The Government has announced that they intend to change the tax concessions on superannuation accounts, if you have a total super balance of more than $3 million.
Currently, the government charges 15% tax on superannuation fund earnings, while you are still working and contributing money into super – this is known as the “accumulation phase.”
The increase to a tax rate of 30% will only apply to fund earnings in accounts with $3 million or more during the accumulation phase. The key points are:
- The tax increase will not take effect until after the next election (July 2025).
- Earnings on amounts in the accumulation phase above $3 million, will be taxed at an additional 15% on top of the existing rate of tax (15%), bringing the total tax payable to 30%.
- The Government says the decision is about making superannuation more sustainable.
The increased tax is expected to apply to around 80,000 people, who will continue to benefit from generous tax breaks on earnings below the $3 million threshold. The increased tax will be paid by fewer than 0.5% of all superannuation accounts in Australia – i.e. 99.5% of all super accounts in Australia will be unaffected.
These changes will net the government budget approximately $2 billion a year.
Importantly, “retirees” with super in the “pension phase,” pay no tax whatsoever on any earnings, up to a current maximum account balance of $1.7 million per person.
As an example, a pension fund with $1.7 million, earning 5% in a given financial year, equates to $85,000 tax-free.

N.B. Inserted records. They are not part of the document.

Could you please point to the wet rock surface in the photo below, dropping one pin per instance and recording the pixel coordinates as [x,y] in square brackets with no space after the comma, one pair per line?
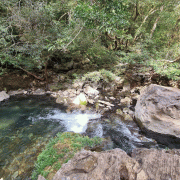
[158,111]
[113,165]
[3,95]
[144,164]
[158,164]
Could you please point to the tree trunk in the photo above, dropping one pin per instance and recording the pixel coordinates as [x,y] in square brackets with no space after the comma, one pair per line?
[155,24]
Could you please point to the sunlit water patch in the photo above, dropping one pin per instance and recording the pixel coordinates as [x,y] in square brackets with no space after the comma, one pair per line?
[26,124]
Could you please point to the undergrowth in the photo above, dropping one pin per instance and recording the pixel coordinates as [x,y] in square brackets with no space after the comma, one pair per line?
[60,150]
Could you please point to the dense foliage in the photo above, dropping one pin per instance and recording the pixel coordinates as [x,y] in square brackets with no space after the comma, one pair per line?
[35,32]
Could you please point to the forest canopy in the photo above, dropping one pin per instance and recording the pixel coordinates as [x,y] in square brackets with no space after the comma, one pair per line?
[36,32]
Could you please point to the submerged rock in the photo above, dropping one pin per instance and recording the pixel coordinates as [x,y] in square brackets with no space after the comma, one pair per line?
[3,95]
[158,110]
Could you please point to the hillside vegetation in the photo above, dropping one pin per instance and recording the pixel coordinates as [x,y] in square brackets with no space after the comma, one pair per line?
[36,34]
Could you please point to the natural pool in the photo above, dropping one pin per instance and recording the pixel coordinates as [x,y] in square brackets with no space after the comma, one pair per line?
[28,122]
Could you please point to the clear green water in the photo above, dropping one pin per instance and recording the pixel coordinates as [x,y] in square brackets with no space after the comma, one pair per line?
[26,125]
[22,134]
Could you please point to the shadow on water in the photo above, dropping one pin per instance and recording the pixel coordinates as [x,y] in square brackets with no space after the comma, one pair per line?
[26,125]
[28,122]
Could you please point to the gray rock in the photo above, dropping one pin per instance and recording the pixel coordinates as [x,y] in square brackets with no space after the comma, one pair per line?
[90,91]
[3,95]
[112,165]
[158,110]
[12,93]
[158,164]
[41,177]
[39,92]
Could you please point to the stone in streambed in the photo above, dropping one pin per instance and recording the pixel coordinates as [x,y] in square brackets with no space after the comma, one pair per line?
[158,111]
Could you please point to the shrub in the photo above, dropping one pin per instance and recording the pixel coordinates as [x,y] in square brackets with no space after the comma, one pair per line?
[59,151]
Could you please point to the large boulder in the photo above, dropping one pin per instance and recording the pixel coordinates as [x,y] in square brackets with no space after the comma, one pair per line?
[158,164]
[112,165]
[3,95]
[158,110]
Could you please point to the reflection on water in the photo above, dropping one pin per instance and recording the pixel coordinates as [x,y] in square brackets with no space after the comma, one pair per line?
[26,124]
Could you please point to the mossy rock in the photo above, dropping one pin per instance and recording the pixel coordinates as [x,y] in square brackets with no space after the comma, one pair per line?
[59,151]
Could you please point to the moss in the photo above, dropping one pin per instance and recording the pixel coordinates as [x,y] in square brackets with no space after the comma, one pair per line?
[59,151]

By way of comparison, a wage earner who is paid $85,000 in a given financial year will be taxed at approximately $19,800 per year (including the Medicare Levy)!
The government has been at pains to point out it is not coming after people’s super balances, and 99.5% of Australians will be completely unaffected by the changes.
However, various expert superannuation commentators have stated that because the $3 million amount won’t be indexed (at this stage), the compounding earnings within super will push more Australians above the $3 million balance level over coming decades.
According to the Financial Services Council (FSC), “If the government does not index the proposed $3 million amount, approximately 500,000 Australian taxpayers will be affected in the future.” As an example, a 30-year-old will have a real cap of around $1 million in today’s dollars, calling into question the intergenerational fairness of an unindexed cap.
No doubt, there will be much discussion/debate in Parliament, over the coming months, regarding the exact mechanics of how this new scheme will be implemented.